Ecological status separates whole biome and individual domain compositions
It was not possible to separate the five ecological status groups based on the composition of the analysed streams on its own (data not shown). This was expected as the highly diverse and variable composition of the biome between samples obscures the relationship between ecological status and biological diversity. This observation is supported by previous studies exploring the potential of metabarcoding as an alternative for conventional bioassessments in freshwater streams (Kuntke et al., 2020). Another study exploring prediction of anthropogenic activity in rivers also found that the complete observed diversity could not explain ecosystem quality, and suggested the use of indicator organisms to specialise a potential model (Li et al., 2018).

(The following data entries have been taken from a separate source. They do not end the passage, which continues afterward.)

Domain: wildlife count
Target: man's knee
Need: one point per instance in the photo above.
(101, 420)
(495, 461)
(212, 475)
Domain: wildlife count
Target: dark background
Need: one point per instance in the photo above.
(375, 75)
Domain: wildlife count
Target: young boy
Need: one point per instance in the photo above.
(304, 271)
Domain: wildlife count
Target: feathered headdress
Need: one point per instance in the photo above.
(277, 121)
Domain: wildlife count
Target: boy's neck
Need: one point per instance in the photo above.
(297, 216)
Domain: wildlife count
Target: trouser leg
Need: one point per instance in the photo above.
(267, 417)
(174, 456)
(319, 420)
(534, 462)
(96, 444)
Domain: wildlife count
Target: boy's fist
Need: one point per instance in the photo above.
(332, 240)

To explore the relationship between ecological status and beta diversity further, a canonical correspondence model (CCA) was generated for the whole biome, as well as the individual domain data (Figure 2). Beta diversity analysis using CCA is a well-described and widely applied method in ecological studies (Braak & Verdonschot, 1995), which makes the chosen approach in the present study directly compatible with existing protocols for data analysis. The CCA model, constrained by ecological status, revealed that the whole biome data (Figure 2a) achieved the best separation, followed by the Bacteria (Figure 2b), where near complete separation of all five ecological status groups was achieved. Prokaryotic communities associated with sediments and surface waters have previously been shown to be sensitive to environmental changes, and have been suggested as a tool for biomonitoring of pollution (Li et al., 2018; Mlejnková & Sovová, 2010). The bacterial communities of freshwater streams may present a relatively unexplored approach with a high potential for the discovery of new indicators for bioassessment.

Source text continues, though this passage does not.